US FDA approves Sarepta's gene therapy for rare muscular dystrophy in some kids
By Leroy Leo and Aditya Samal
 




米国保健当局は、サレプタ・セラピューティクス(SRPT.O)のデュシェンヌ型筋ジストロフィー(DMD)に対する初の遺伝子治療薬Elevidysエレビディス;delandistrogene moxeparvovec、SRP-9001)を早期承認した。



サレプタ社によれば、木曜日に食品医薬品局(FDA)は4歳から5歳の歩ける小児を対象にこの治療法を承認したとのことである。
サレプタ社は当初、歩行可能なすべてのDMD患者に対する承認を求めていた。


ダグラス・イングラム最高経営責任者(CEO)は投資家との電話会議で、この治療薬の卸売価格は320万ドルであると述べた。

世界で最も高価な治療法は、オーストラリアの製薬会社CSL Ltd (CSL.AX)による出血性疾患血友病の遺伝子治療で、定価は350万ドルである。


CSL社の決定は、この治療法の有効性を疑問視する声と、数度の延期を経て下されたもので、「Elevidys」という商品名で販売される。

Elevidysは、30代以降ほとんど生存しないDMD患者の治療法を変える可能性がある。

現在、承認されているステロイドや特定の遺伝子変異に対する治療法は、症状を抑え、病気の進行を遅らせるだけである。



中期の臨床試験では、サレプタ社の遺伝子治療は、筋肉を無傷に保つのに必要なジストロフィンタンパク質のミニバージョンを産生することができたが、歩行能力や起立能力といった患者の臨床転帰を改善することはできなかった。



この治療法の有効性を確認するための後期試験が進行中で、12月までに初期データが得られる見込みである。


DMD患者に対する現在の選択肢は限られている。

特定の遺伝子変異を持つ少数の患者を対象とした4つの新しい「エクソンスキッピング」療法のうち、3つはサレプタ社によるものである。

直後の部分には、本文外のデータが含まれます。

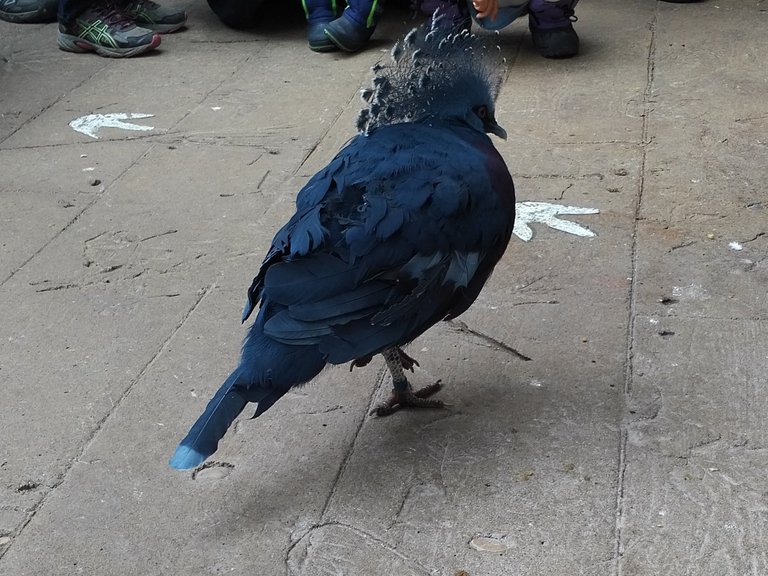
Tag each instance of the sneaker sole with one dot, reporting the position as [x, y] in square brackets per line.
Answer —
[161, 28]
[79, 45]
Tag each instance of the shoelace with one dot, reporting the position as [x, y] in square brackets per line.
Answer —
[146, 4]
[114, 16]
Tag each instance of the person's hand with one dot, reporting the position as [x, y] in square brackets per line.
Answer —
[486, 8]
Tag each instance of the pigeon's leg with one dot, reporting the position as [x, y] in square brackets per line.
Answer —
[402, 393]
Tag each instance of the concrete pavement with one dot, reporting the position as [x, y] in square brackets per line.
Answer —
[633, 443]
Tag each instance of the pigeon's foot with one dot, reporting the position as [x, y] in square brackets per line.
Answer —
[403, 396]
[410, 399]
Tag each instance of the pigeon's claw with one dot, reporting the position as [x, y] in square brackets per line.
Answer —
[410, 399]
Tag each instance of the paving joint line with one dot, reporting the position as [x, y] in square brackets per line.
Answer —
[75, 218]
[631, 307]
[100, 424]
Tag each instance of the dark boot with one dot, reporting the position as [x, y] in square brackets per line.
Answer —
[551, 24]
[352, 30]
[319, 14]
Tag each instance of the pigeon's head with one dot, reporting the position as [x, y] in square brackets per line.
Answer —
[435, 75]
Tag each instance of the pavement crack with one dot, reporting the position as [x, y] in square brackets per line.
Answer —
[295, 568]
[158, 235]
[462, 328]
[632, 297]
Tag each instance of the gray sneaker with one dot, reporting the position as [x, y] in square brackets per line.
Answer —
[108, 32]
[152, 16]
[28, 11]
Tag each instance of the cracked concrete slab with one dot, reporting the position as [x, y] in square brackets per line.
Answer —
[606, 393]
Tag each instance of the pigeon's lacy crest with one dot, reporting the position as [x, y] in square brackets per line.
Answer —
[429, 67]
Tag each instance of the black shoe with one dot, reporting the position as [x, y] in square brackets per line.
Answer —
[317, 39]
[551, 25]
[347, 34]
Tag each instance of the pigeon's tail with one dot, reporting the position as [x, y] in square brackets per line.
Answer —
[203, 438]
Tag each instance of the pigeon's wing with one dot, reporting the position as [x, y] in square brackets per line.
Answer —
[401, 230]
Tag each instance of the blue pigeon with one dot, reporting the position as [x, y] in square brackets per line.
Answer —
[399, 231]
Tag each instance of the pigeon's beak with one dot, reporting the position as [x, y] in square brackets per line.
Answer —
[494, 128]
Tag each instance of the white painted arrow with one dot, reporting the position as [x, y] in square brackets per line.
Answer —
[546, 213]
[91, 123]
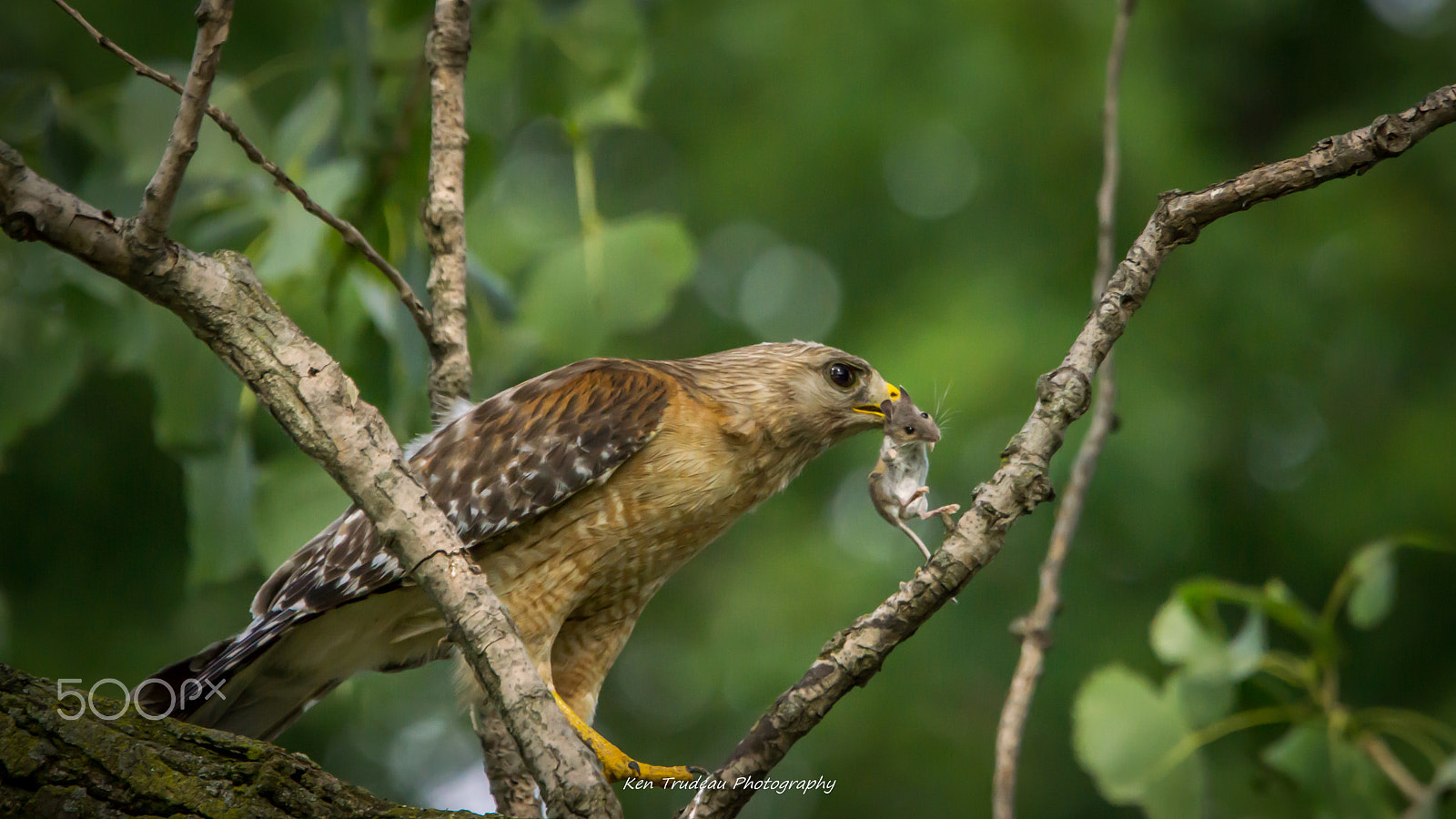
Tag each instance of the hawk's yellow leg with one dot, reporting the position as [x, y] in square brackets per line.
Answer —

これらの治療薬は週1回の点滴を必要とし、ジストロフィンタンパク質の短い形を体内で形成させることを目的として、遺伝子の特定の部分(エクソンと呼ばれる)をスキップすることによって機能する。

エレビディスは、DMD遺伝子のエクソン8とエクソン9に欠失のある患者には使用すべきではない、と同社は木曜日に述べた。


サレプタ社のインフラはエレビディスの上市をサポートする準備が整っており、限られたターゲット集団であっても患者への上市には4ヶ月程度かかるだろうと、イングラム氏は承認に先立ち述べている。



全米希少疾患機構によれば、DMDは世界で推定3,500人に1人の割合で発症するという。

サレプタ社のイングラム氏は、「我々は非常に成功裏に上市し、来年早々にはこの適応症の拡大を成功させるだろう」と語った。

サレプタ社のイングラム氏は、「エレビディスは数十億ドル規模の製品になる可能性がある」と述べた。

サレプタ社の治療法にゴーサインが出れば、より効果的な遺伝子治療の扉が開かれる可能性がある、と専門家やアナリストは述べている。ファイザー(PFE.N)もDMDの遺伝子治療を開発中である。

サレプタ社では126人の患者を対象とした後期臨床試験が進行中であり、患者数を拡大し従来の承認を得る上で極めて重要な役割を果たすだろう。

ロシュは2019年の契約により、米国外におけるエレビディスの商業権を取得した。臨床開発は引き続きサレプタ社が担当するが、費用はロシュ社と折半する。